La structuration d’un écosystème entrepreneurial et artisanal favorable à l’émergence d’une nouvelle génération de créateurs verriers.

22 septembre 2025
Le Pépite Lab avec Célia Lépine (à gauche) et Vickie Pinchinot (à droite), étudiantes-entrepreneures créatrice verrier (Crédit photo Jérôme Bloux)

Lors du recensement par l’Observatoire des Tiers-Lieux en 2023, 16% des tiers–lieux sont des ateliers artisanaux partagés. Cette donnée met en lumière l’évolution encore marginale de ces modèles. Les nouvelles initiatives du faire ensemble, des communs et de l’accès aux nouvelles technologies par les fablabs, font évoluer l’artisanat dans les territoires ruraux. Comment redéfinissent-elles le bassin moulinois dans l’Allier ? Le développement de dispositifs entrepreneuriaux dès l’enseignement supérieur encourage l’émergence d’une nouvelle génération d’entrepreneurs créateurs verriers, transformant progressivement les structures de leur écosystème. En quoi le modèle des tiers-lieux peut-il créer de la cohésion dans les dynamiques émergentes et participer au développement économique local de l’artisanat ?

« Sur dix ans, 30% des étudiants créateurs verriers sont aujourd’hui entrepreneurs et depuis sept ans, 50% d’entre eux se sensibilisent à l’entrepreneuriat. »

Les étudiants-entrepreneurs créateurs verriers et deux nouveaux tiers-lieux, la Maison des Métiers d’Art et le Pépite Lab

« L’accompagnement à l’entrepreneuriat avec PÉPITE apporte de nouvelles opportunités de développement professionnel à nos étudiants », atteste Jérôme Bloux, enseignant et coordinateur du Diplôme Nationale des Métiers d’Art et du Design (DNMADE) de l’École Nationale du Verre dans l’Allier. PÉPITE – Pôles Étudiants pour l’Innovation, le Transfert et l’Entrepreneuriat – est un dispositif initié par le Ministère Chargé de l’Enseignement Supérieur et de la Recherche. Depuis 2018, Jérôme Bloux collabore avec Betty Teixeira, directrice de Clermont Auvergne Pépite : « Pour nous c’est super intéressant d’avoir ces étudiants verriers car c’est un public qu’on n’a pas l’habitude d’accompagner. Un étudiant-entrepreneur verrier, il ne va pas nous parler de son projet d’entreprise, mais de sa technique, de son savoir-faire. Ils ont quelque chose à nous montrer et qui est beau. Pour ces étudiants, leur défi est d’arriver à trouver un marché, à qui ils vont pouvoir le vendre, et comment ils vont pouvoir y vivre. Il est aussi associé à la prise de risque que tout le monde n’est pas capable de prendre. On a ce rôle de ramener du réalisme économique. » précise Betty Teixeira. En une dizaine d’années, 30% des étudiants créateurs verriers se sont lancés dans l’aventure entrepreneuriale, et depuis sept ans, 50% se sensibilisent à l’entrepreneuriat par PÉPITE.

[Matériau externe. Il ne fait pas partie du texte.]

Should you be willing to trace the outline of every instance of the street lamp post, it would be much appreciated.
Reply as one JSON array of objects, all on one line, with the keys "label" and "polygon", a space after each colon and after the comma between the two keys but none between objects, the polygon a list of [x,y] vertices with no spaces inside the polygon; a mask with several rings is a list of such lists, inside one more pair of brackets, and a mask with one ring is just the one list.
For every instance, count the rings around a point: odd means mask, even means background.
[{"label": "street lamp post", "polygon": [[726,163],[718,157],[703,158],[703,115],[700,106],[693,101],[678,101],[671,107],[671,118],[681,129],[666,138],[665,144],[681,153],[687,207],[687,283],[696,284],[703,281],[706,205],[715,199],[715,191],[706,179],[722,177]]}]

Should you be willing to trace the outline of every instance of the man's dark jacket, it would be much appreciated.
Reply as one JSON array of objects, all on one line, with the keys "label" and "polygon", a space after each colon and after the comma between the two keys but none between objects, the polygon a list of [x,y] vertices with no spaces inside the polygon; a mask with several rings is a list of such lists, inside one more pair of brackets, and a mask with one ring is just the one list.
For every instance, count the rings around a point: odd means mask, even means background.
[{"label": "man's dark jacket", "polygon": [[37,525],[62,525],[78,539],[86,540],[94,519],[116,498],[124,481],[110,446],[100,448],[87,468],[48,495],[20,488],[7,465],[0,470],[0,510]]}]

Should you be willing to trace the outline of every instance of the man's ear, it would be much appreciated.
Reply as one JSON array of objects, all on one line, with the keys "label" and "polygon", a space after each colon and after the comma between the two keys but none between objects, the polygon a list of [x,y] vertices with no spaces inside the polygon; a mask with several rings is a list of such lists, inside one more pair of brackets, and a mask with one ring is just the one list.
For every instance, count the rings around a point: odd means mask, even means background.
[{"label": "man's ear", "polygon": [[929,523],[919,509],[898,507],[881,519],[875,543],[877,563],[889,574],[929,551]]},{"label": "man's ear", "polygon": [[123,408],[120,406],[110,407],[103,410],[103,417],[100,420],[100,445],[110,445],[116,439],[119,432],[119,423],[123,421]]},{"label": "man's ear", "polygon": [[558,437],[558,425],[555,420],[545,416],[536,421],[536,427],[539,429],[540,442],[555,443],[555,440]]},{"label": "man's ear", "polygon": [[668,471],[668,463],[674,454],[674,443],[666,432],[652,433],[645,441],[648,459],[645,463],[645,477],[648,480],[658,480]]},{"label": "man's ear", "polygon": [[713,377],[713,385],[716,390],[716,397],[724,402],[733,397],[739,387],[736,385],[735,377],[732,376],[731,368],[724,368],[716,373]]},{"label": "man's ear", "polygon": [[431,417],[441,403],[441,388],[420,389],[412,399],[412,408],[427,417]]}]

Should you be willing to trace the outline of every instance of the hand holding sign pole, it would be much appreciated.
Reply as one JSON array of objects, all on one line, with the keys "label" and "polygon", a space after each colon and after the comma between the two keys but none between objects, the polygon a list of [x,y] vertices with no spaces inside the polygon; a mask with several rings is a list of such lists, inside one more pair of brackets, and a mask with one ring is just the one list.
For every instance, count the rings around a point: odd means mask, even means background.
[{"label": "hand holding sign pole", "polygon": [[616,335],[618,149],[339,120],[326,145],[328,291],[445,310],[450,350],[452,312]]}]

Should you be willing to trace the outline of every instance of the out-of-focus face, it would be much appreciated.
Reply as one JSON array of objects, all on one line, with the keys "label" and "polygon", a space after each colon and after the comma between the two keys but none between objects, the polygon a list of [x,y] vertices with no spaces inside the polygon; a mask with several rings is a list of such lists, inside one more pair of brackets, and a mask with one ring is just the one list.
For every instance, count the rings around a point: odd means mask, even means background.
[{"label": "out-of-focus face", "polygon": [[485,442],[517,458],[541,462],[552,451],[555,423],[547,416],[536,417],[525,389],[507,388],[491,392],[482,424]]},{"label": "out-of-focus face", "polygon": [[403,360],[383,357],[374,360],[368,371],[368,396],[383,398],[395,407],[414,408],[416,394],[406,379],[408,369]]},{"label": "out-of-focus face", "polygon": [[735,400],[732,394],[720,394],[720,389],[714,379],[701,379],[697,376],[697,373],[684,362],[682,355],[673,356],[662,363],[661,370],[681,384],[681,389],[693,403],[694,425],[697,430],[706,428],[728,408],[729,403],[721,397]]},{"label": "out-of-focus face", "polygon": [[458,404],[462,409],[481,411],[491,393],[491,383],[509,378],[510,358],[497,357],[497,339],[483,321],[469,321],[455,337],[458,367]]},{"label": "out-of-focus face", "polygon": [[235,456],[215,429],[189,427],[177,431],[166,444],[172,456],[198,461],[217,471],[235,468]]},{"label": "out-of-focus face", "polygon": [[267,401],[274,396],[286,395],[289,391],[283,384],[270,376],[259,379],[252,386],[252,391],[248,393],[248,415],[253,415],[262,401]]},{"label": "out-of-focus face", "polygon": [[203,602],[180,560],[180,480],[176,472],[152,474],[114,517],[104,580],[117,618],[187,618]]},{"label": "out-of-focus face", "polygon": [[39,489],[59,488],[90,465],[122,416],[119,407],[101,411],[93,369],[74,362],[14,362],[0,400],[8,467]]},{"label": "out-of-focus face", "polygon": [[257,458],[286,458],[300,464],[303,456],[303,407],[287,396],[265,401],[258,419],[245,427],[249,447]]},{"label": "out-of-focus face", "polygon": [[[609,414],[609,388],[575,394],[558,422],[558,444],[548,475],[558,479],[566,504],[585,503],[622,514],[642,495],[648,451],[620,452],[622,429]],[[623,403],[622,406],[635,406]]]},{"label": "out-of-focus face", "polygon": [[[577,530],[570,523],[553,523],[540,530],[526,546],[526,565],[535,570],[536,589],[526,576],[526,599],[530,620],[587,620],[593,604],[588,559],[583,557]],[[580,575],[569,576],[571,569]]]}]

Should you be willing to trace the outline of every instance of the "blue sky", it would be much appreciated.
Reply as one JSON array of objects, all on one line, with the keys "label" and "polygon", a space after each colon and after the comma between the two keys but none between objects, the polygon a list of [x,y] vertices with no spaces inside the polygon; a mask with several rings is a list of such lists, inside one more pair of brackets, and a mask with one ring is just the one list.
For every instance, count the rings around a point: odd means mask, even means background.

Dès le début de leur collaboration, Jérôme Bloux et Betty Teixeira ont cerné les besoins en prototypage et en visibilité de ces jeunes créateurs. En identifiant les opportunités du territoire de Moulins et de ses environs, de nouveaux espaces ont été mis à la disposition des étudiants-entrepreneurs et des jeunes diplômés. L’année 2023 est marquée par le lancement de la Maison des Métiers d’Art et du Design, tandis qu’en 2024 le Pépite Lab ouvre ses portes, avec le soutien de Moulins Communauté et de la Région Auvergne-Rhône-Alpes. « C’est le premier Pépite Lab qu’on a monté. On a créé une relation particulière avec Moulins, les étudiants-entrepreneurs verriers ont une façon de fonctionner différente. », ajoute Betty Teixeira. 

Le recensement en 2023 de l’Observatoire des Tiers-Lieux identifie 7 typologies non-excluantes de tiers-lieux, parmi lesquelles les ateliers partagés (16%), les fablabs et les makerspaces (28%), ainsi que les espaces de coworking (55%). La Maison des Métiers d’Art et du Design ainsi que le Pépite Lab sont des lieux revêtant le caractère de tiers-lieux, pensés comme complémentaires aux plateaux techniques de l’École Nationale du Verre. 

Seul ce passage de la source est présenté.